Hamnet movie review: An absence permeates Hamnet. In the forests from where Agnes (Buckley) comes and keeps returning to for sustenance, there is a hollow that draws her. The houses are bare and desolate, and wild, the village of Stratford empty. Even London is dreary and dark, haunted by a pestilence.
As far as establishing the grief that underpins this story – which is an imaginative retelling of William Shakespeare and how he came to write Hamlet, based on the best-selling novel also called Hamnet – Zhao is very good. With Hamnet’s author Maggie O’Farrell as co-screenwriter, Zhao cuts away the trimmings to get more or less right to the point.
It serves her film well, centred as it is on the most powerful passage of the novel. The drawback is that, with their backstories reduced to a minimum, you get little sense of who Agnes and Will are as people.

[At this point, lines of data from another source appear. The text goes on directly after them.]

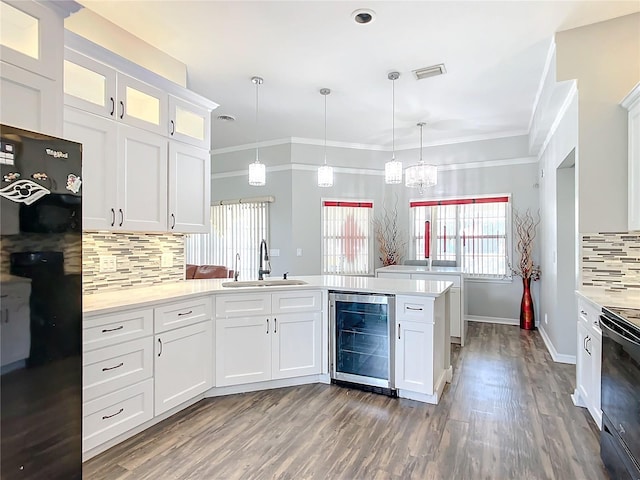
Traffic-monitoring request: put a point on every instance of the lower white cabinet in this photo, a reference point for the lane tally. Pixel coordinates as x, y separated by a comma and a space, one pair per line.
458, 324
282, 341
422, 360
589, 359
111, 415
183, 364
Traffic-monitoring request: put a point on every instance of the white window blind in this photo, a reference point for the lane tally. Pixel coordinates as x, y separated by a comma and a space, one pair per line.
346, 237
473, 232
235, 228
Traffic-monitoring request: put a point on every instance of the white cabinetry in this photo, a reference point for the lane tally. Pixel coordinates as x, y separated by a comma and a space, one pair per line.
422, 361
189, 188
31, 49
632, 103
151, 168
588, 359
124, 173
95, 87
261, 337
117, 369
184, 352
456, 297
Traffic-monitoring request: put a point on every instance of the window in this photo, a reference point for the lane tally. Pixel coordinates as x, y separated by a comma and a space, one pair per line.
472, 232
235, 228
346, 237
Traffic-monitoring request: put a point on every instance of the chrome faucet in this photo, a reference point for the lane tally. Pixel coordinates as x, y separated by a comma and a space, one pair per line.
266, 267
236, 273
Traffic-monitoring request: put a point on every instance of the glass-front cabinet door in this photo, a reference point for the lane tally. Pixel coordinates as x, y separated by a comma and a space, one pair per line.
89, 85
189, 123
141, 105
29, 34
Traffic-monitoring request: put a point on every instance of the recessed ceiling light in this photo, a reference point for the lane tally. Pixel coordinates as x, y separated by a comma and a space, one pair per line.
431, 71
362, 16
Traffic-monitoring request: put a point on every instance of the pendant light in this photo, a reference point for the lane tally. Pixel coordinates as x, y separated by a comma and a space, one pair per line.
257, 170
393, 168
325, 172
422, 175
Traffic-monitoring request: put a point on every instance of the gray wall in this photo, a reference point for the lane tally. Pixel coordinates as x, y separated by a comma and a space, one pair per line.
296, 213
605, 59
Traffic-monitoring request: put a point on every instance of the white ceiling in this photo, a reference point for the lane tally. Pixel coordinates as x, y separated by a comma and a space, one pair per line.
494, 54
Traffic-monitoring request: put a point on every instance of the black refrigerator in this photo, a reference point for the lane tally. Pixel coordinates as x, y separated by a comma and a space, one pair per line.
40, 306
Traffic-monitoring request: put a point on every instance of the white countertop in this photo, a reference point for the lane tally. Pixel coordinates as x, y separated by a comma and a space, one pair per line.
420, 269
143, 296
607, 298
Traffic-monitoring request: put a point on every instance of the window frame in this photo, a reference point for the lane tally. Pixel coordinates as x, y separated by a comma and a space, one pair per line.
508, 276
369, 234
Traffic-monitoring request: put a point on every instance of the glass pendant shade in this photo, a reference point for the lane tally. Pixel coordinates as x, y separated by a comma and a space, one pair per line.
393, 172
421, 175
257, 174
325, 176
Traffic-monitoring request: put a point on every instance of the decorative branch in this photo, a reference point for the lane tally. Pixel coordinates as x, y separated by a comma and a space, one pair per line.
391, 241
525, 232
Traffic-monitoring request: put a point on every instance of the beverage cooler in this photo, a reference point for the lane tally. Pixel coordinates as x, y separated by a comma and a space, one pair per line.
362, 341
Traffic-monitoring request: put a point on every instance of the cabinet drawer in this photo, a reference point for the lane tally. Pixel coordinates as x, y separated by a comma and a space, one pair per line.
180, 314
108, 369
437, 278
242, 305
416, 309
104, 330
304, 301
111, 415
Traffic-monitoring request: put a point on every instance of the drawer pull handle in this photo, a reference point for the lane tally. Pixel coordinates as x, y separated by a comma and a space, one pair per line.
104, 417
112, 368
105, 330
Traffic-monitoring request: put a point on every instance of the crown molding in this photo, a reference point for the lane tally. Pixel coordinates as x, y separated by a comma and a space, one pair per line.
360, 171
364, 146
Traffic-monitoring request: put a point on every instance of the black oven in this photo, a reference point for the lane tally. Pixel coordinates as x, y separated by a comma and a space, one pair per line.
620, 436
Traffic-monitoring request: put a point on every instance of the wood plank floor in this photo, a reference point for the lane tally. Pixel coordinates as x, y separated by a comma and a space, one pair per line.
506, 415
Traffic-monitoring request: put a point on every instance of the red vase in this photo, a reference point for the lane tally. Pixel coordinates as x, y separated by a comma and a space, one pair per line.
527, 318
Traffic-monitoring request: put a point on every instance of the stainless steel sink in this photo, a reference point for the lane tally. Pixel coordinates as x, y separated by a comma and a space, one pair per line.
263, 283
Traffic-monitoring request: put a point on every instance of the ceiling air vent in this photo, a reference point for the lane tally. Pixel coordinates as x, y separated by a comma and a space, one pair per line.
431, 71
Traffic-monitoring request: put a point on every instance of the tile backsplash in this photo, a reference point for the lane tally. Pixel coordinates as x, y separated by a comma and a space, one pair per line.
138, 257
611, 260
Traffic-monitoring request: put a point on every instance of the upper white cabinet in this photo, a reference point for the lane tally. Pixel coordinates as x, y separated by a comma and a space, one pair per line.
189, 188
124, 173
189, 123
95, 87
146, 162
31, 37
31, 48
632, 103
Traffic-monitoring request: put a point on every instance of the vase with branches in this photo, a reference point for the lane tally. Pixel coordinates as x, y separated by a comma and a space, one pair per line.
390, 239
525, 232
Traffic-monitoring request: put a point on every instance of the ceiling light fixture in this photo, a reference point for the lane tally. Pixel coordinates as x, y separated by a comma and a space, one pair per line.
363, 16
422, 175
393, 168
257, 170
325, 172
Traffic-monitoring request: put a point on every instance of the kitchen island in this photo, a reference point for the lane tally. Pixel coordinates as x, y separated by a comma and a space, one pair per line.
150, 352
457, 302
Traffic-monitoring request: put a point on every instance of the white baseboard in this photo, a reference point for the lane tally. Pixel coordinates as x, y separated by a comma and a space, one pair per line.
500, 320
557, 357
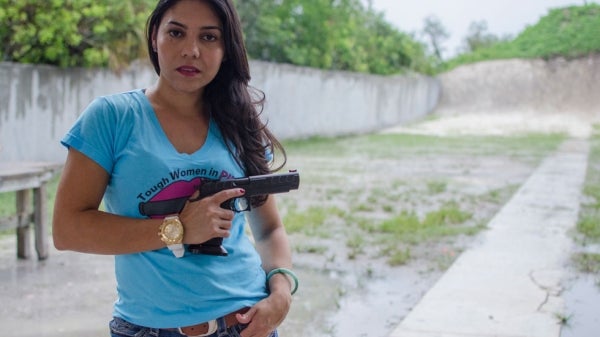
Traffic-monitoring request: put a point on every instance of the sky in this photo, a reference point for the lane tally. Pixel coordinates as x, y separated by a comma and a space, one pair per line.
502, 16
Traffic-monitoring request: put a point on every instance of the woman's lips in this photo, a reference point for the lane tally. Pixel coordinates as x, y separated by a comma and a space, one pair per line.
188, 70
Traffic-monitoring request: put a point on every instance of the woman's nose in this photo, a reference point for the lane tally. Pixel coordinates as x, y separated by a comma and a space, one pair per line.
192, 49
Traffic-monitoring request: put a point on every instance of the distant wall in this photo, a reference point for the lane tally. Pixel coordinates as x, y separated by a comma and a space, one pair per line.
38, 104
524, 86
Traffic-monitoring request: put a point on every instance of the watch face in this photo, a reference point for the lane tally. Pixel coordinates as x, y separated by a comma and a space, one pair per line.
172, 231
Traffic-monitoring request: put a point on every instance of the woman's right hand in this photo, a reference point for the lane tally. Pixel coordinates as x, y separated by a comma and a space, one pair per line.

Agnes is explained away as “the daughter of a forest witch”, her sensory powers and her strength the shallower for not being fully explored. The blow when grief fells that power and strength, leaving Agnes raw and unseeing, is hence not as keenly felt.
Will (Mescal) is even less fleshed out, his desire to explore worlds away from the shackles of his Stratford village seeming more a factor of a quick marriage and a double-quick first child. He bangs a table in frustration once, scattering the notes he has been scribbling on and waking up the baby – this urge to write coming out of seemingly nowhere.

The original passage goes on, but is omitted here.